The real risk isn't killer robots. It's economic disruption when reality doesn't match the promises—and the people who profit from the hype cash out before the crash. These risks compound each other, creating a cascade of consequences that extends far beyond the AI industry itself.

Having outlined this cascade of civilization-scale risks, we must now examine the precise technical limitations that Karpathy himself acknowledges—limitations that validate these concerns.

The Missing Architecture He Catalogs

In a particularly revealing segment, Karpathy methodically analyzes the brain analogies in current AI systems, cataloging what we've successfully replicated versus what remains conspicuously absent:

What we have:

Transformers ≈ cortical tissue (general-purpose pattern processing) ✓
Chain-of-thought reasoning ≈ prefrontal cortex (serial reasoning) ✓
RLHF ≈ some reinforcement learning mechanisms ✓

What we're missing:

Hippocampus (memory consolidation—how experiences become knowledge)
Amygdala (emotions, instincts, value assignment)
Dozens of other brain nuclei we don't even understand yet

His conclusion?

"You're not going to hire this thing as an intern. It comes with a lot of cognitive deficits... it's just not fully there yet."

Not in five years. Not in ten years. Not with current architectures.

Because these fundamental brain components aren't simply missing—they're not even on the roadmap. The cognitive toolkit remains woefully incomplete, no amount of scaling transformers will magically grow a hippocampus (or an amygdala).

Why This Validates Our Thesis

The Expert Confirmation

Karpathy is describing the mechanism of what I've been calling the 10% delusion:

We train on disembodied text (building ghosts, not animals)
We confuse knowledge accumulation for intelligence (memorization ≠ reasoning)
We lack architectural components for actual agency (no memory consolidation, no emotional grounding, no persistent identity)
We're solving the wrong problem (imitating human text output rather than building embodied cognition)

What makes this assessment particularly devastating is that it comes from inside the system. Karpathy helped build OpenAI. He led AI at Tesla. He knows intimately what these systems can and cannot do.

And he's telling you: It's going to take a decade to fix these fundamental gaps. Minimum.

That's not pessimism.
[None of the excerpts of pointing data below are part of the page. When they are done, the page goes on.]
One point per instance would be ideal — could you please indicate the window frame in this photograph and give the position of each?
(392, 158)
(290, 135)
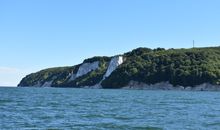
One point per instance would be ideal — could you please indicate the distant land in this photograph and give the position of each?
(142, 68)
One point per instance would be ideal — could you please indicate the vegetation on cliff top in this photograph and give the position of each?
(184, 67)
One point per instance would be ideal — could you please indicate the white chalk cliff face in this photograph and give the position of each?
(47, 84)
(84, 69)
(114, 63)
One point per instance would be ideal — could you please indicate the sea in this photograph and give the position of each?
(107, 109)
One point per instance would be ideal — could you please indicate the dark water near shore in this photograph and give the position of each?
(50, 108)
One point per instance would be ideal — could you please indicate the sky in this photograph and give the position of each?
(38, 34)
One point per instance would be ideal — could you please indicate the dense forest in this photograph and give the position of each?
(179, 67)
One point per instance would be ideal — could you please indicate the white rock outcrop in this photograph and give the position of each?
(47, 84)
(72, 76)
(114, 63)
(86, 68)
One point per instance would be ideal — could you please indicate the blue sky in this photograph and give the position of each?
(37, 34)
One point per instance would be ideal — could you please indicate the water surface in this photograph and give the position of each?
(56, 108)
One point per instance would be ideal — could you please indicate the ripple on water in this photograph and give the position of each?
(48, 108)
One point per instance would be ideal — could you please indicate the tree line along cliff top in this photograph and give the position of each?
(179, 67)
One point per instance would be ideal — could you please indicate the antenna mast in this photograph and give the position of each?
(193, 44)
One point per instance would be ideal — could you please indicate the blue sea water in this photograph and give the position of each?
(96, 109)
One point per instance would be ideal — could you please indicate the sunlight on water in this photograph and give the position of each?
(50, 108)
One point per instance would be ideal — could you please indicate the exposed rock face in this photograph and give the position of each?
(114, 63)
(86, 68)
(47, 84)
(72, 76)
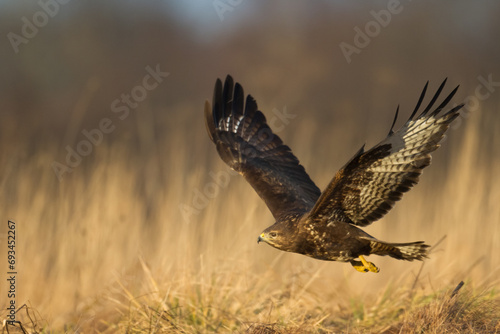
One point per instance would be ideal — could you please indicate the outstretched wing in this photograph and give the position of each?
(367, 187)
(246, 143)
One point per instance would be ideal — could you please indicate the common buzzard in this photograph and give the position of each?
(325, 225)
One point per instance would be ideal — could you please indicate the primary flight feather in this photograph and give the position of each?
(323, 225)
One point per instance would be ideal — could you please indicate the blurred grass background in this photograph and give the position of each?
(114, 223)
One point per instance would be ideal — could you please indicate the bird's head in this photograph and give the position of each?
(275, 236)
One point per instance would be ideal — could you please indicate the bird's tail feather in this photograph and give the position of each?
(402, 251)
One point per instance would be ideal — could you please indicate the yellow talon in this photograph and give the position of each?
(369, 265)
(359, 266)
(364, 266)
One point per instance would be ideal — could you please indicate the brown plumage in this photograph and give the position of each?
(324, 225)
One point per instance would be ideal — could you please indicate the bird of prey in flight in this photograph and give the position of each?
(326, 225)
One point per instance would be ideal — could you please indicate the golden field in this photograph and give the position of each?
(151, 232)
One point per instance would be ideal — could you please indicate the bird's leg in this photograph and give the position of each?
(364, 266)
(369, 265)
(359, 266)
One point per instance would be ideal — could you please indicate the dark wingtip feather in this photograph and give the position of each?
(227, 96)
(391, 130)
(420, 99)
(434, 98)
(217, 103)
(445, 102)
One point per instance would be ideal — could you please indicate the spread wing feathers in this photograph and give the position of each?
(247, 144)
(367, 187)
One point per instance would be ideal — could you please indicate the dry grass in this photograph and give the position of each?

That's optimism assuming we even know how to solve these problems.

The Research Gaps He Won't Address

Digging deeper into Karpathy's analysis, he admits several fundamental capabilities we have no idea how to implement:

Give models persistent memory that distills experience into weights
Create emotional grounding for decision-making beyond reward signals
Enable genuine novelty-seeking (agents stay "on the data manifold" of their training)
Build causal models from interaction rather than correlation from text
Create continual learning without catastrophic forgetting

These aren't mere engineering hurdles to overcome. These are fundamental architectural problems without known solutions or even promising approaches on the horizon.

And here's what should terrify investors: The labs are selling AGI timelines of 2-5 years while their own senior researchers are saying "maybe a decade for basic agent capability, if we're lucky and the problems are tractable."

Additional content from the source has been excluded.